Perpendiculous Programming, Personal Finance, and Personal musings

2009.06.24

Algorithmic

Filed under: Meta,Personal — cwright @ 12:02 am

The vast majority of my employment time is spent solving problems.  The remainder is spent in a sort of meta-problem-solving state, where I try to organize the order in which I should solve the problems that are outstanding to maximise some set of criteria (where the criteria is usually a tug between profits, personal curiosity, and getting people to shut up.)smokris referred to the latter process as “triage,” a word I hadn’t heard before.  However, it fits perfectly.

I guess I’ve always been a problem solver.  figuring out how to get the VCR to un-eat the VHS tapes, coaxing the lawnmower back into operation, ressurrecting the yamaha motorcycle…. there’s a ridiculous list of assorted things I’ve “fixed” stretching back as far as I can remember.  But for whatever reason, the first things I ever recall are the times when I fail to fix something, or, even worse, when I _break_ something.  Fun bit of psychology there I suppose, but otherwise serving no purpose in the rest of this post.

Lately what I’ve been working on has been fantastically intense and attention-demanding.  I seriously want to curl up in a dark, comfy room with an endless supply of fruit juice, and talk to zero people for 36-48 hours (since I was a teenager, I’ve had a personal obsession with finding “the silent day”, a day where I am required to utter zero words…  I have yet to have one).  Like the plants that crave darkness, I too crave isolation, uninterruption.  Only sometimes.  I have no idea why it’s so difficult to convey this need to others, or why I relinquish it so often in the face of demands from others.
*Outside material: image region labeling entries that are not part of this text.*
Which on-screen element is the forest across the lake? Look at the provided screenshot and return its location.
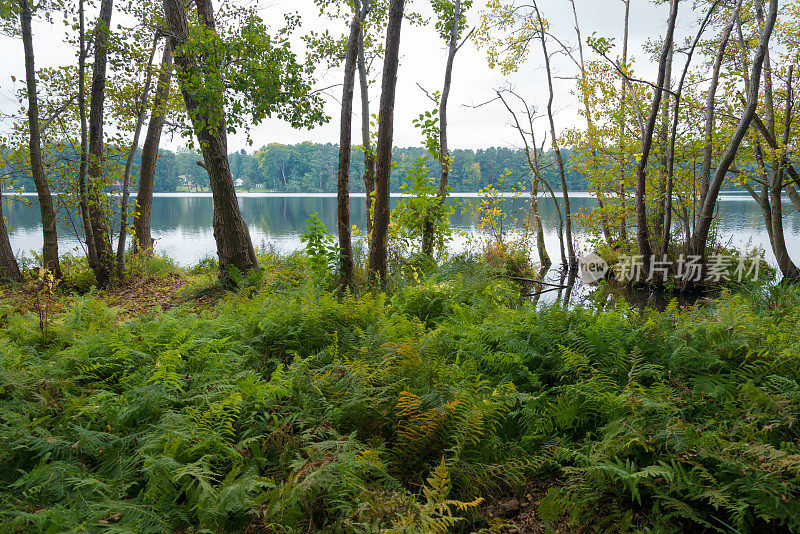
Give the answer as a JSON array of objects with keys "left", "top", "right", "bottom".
[{"left": 0, "top": 0, "right": 800, "bottom": 534}]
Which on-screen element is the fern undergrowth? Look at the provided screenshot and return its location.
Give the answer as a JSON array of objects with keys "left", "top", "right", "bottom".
[{"left": 0, "top": 258, "right": 800, "bottom": 533}]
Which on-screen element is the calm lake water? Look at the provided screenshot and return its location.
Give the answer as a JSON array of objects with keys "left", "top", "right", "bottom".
[{"left": 3, "top": 193, "right": 800, "bottom": 265}]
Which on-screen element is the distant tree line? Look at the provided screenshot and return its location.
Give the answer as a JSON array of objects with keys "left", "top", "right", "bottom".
[
  {"left": 199, "top": 142, "right": 586, "bottom": 193},
  {"left": 4, "top": 142, "right": 586, "bottom": 193}
]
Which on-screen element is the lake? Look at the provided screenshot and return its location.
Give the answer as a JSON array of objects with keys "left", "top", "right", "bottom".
[{"left": 3, "top": 192, "right": 800, "bottom": 265}]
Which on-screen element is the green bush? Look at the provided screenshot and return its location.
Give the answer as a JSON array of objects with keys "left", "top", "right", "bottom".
[{"left": 0, "top": 256, "right": 800, "bottom": 532}]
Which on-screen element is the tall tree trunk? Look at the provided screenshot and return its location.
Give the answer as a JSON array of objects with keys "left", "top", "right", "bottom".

Today, the interruption came in the form of my cell phone (as it does approximately 65% of the time, and why I hate it so much).  The power went out at my parents’ house, and my dad indicated that it was a surge, and that it killed their recently acquired iMac.  The text-based conversation (man, I hate texting now too) went something like this (not using txt-speak, and paraphrasing, with my rationale in [square brackets].):

dad:  There was a power surge today, and now the mac won’t start.

me: ok.  have you unplugged it, and plugged it back in?    [sometimes brownouts can cause things to get into a weird limbo state where they’re neither on nor off — unplugging them forces them to off, allowing them to then turn back on]

dad:  doesn’t do anything

me: ok, is it in a surge protector?  if so, try skipping it?    [surge protectors/suppressors are designed to take the fall in the event of an actual power surge.  If it got toasted, perhaps it’s no longer delivering power]

dad:  still nothing

me: ok, I give up, take it in.  and buy a real surge protector while you’re at it.    [worst case, they need a new power supply, and since it’s under warranty it’ll be like 30 minutes in the store to unbox a new one.  They fixed the optical drive in my macbook pro yesterday in just 1.5 hours — my first time even having someone other than myself fix my computer.]

dad:  ok.  mom will be mad.  why didn’t it toast (some other random electronic stuff)

me:  no idea.

At this point, I feel prompted to ask one more question

me:  how, exactly, are you trying to turn it on?    [admittedly, the powerbutton on an iMac is 100% non-obvious.  He’s probably overlooking it.]

dad:  well, I tried moving the mouse, but its light’s not on.  so then I pressed the enter key.

Ah-ha.  the classic “step 2” in tech support (step 1:  is it plugged in  —  step 2:  is it turned on).

me:  ok, try using the power button.  it’s on the back left, under the screen.

dad:  see the grey start screen.

at this point, he gets excited, and declares that I am awesome.  For knowing the nature of power buttons, where they’re located, and when to apply them.  I can guarantee you that my father knows at least 66.67% of those things as well, but that didn’t seem to help his cause.

Besides the dubious over-accolade, I have to wonder how many similar problems like that happen each and every day to the billions of people living on the planet.  Why is it that we aren’t taught basic problem solving skills?  Not like a tech school, where you’re taught all about a single topic.  Not like university, where you’re taught a tiny bit about a bunch of mostly useless topics.  But real-life, ever-useful troubleshooting techniques.  It’s a pretty algorithmic process that essentially follows the scientific method:  gather information, form a hypothesis, perform an experiment, analyze the results.